Genesis'88 was a party promotion crew who threw some of the first acid house parties also known as raves in the United Kingdom from 1988 to 1992.

It was founded during 1988 during the UK's discovery of acid house. They were an organisation that staged acid house parties in empty industrial warehouses in London and within the M25 motorway area. "Over the course of 1989, promoters such as World Dance, Genesis, Helter Skelter and Energy succeeded in setting acid house nights free of the urban core's constructions, staging ever more elaborate Orbital parties in borrowed and rented fields, the odd warehouse, or some other similarly vacant structure". At that point in time acid house parties were deemed illegal by authorities because most promoters of the period gained entrance into buildings by breaking and entering.

Overview and history
Fuelled by the drug MDMA (Ecstasy), nightclub goers in London were desperate for events that catered to their needs and went on until the early hours of the morning. Genesis’88 found empty warehouses in London and transformed them into state-of-the-art dance arenas that consisted of professional lighting rigs, sound systems and colourful decorations. Unbeknownst to the buildings' owners the Genesis promoters would wear their best business suits and convince police riot squads that the warehouses were acquired through legitimate channels.

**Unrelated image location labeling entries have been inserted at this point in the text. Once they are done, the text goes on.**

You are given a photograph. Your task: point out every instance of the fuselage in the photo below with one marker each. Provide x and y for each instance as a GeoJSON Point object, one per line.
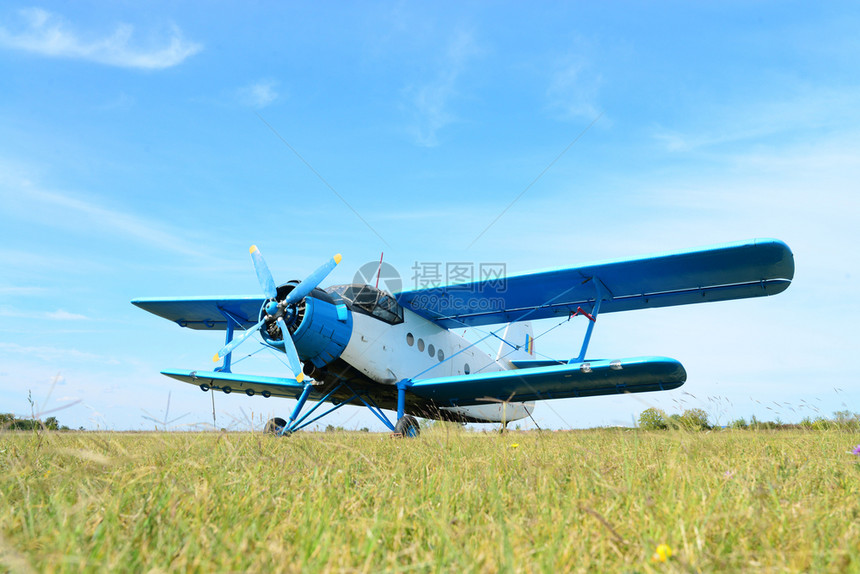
{"type": "Point", "coordinates": [382, 343]}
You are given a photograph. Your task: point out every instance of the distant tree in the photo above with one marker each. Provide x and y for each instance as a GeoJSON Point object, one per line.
{"type": "Point", "coordinates": [652, 419]}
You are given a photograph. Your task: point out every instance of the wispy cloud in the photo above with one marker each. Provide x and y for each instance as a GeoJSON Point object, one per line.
{"type": "Point", "coordinates": [58, 315]}
{"type": "Point", "coordinates": [803, 111]}
{"type": "Point", "coordinates": [259, 94]}
{"type": "Point", "coordinates": [55, 354]}
{"type": "Point", "coordinates": [15, 290]}
{"type": "Point", "coordinates": [89, 215]}
{"type": "Point", "coordinates": [574, 88]}
{"type": "Point", "coordinates": [45, 33]}
{"type": "Point", "coordinates": [431, 101]}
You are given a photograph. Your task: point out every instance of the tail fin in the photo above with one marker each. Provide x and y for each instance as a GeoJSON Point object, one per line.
{"type": "Point", "coordinates": [518, 342]}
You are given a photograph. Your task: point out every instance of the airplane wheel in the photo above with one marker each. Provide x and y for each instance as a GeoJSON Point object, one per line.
{"type": "Point", "coordinates": [407, 426]}
{"type": "Point", "coordinates": [274, 426]}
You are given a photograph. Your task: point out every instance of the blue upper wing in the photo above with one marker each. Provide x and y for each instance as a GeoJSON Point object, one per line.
{"type": "Point", "coordinates": [205, 312]}
{"type": "Point", "coordinates": [752, 268]}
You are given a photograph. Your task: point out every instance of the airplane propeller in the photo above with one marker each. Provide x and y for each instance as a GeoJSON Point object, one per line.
{"type": "Point", "coordinates": [280, 311]}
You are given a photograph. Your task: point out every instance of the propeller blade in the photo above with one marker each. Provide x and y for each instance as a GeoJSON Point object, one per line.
{"type": "Point", "coordinates": [264, 276]}
{"type": "Point", "coordinates": [236, 342]}
{"type": "Point", "coordinates": [310, 283]}
{"type": "Point", "coordinates": [290, 350]}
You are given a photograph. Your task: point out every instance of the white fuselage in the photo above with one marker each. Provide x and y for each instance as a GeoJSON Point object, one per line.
{"type": "Point", "coordinates": [419, 349]}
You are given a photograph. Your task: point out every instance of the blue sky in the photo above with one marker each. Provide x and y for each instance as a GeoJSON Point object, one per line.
{"type": "Point", "coordinates": [143, 148]}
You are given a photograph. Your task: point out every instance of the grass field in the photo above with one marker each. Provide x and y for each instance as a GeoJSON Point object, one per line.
{"type": "Point", "coordinates": [449, 501]}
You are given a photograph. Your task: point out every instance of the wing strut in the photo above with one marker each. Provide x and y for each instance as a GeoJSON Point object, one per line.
{"type": "Point", "coordinates": [601, 291]}
{"type": "Point", "coordinates": [225, 366]}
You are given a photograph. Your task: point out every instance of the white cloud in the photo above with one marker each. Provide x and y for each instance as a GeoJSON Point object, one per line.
{"type": "Point", "coordinates": [58, 315]}
{"type": "Point", "coordinates": [431, 101]}
{"type": "Point", "coordinates": [89, 215]}
{"type": "Point", "coordinates": [55, 354]}
{"type": "Point", "coordinates": [42, 32]}
{"type": "Point", "coordinates": [260, 94]}
{"type": "Point", "coordinates": [63, 315]}
{"type": "Point", "coordinates": [573, 89]}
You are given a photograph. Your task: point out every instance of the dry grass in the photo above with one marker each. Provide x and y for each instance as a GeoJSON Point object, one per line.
{"type": "Point", "coordinates": [451, 500]}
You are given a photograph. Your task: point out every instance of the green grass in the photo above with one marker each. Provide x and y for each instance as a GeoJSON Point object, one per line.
{"type": "Point", "coordinates": [449, 501]}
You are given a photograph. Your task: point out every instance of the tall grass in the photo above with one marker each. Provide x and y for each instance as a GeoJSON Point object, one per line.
{"type": "Point", "coordinates": [450, 500]}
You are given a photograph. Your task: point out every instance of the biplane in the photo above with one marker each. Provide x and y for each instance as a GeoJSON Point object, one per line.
{"type": "Point", "coordinates": [357, 344]}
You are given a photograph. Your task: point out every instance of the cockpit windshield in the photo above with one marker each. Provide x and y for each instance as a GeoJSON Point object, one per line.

Matthew Collin writes in Altered State: The Story of Ecstasy Culture and Acid House: "From their first party in October 1988 onwards, Genesis developed a prodigious reputation for cracking open huge warehouses and holding illegal raves, week after week, from Aldgate to Hackney, Tottenham to Walthamstow". 

To give themselves more credit they would assume official titles such as George Michael’s personal manager or project manager for a major record company. Genesis enjoyed a succession of events that saw attendances rise from 300 to 15,000 people. Victims of their own success, Genesis were targeted by the UK government and the criminal underworld attracted by media articles of huge profits (£500,000) being made by such promoters. The Genesis organisers were kidnapped and threatened with death if they didn’t comply with the gangsters. They demanded 25% of all profits in return for 24-hour protection. This plight was shared by other promoters who had also encountered the same terror tactics.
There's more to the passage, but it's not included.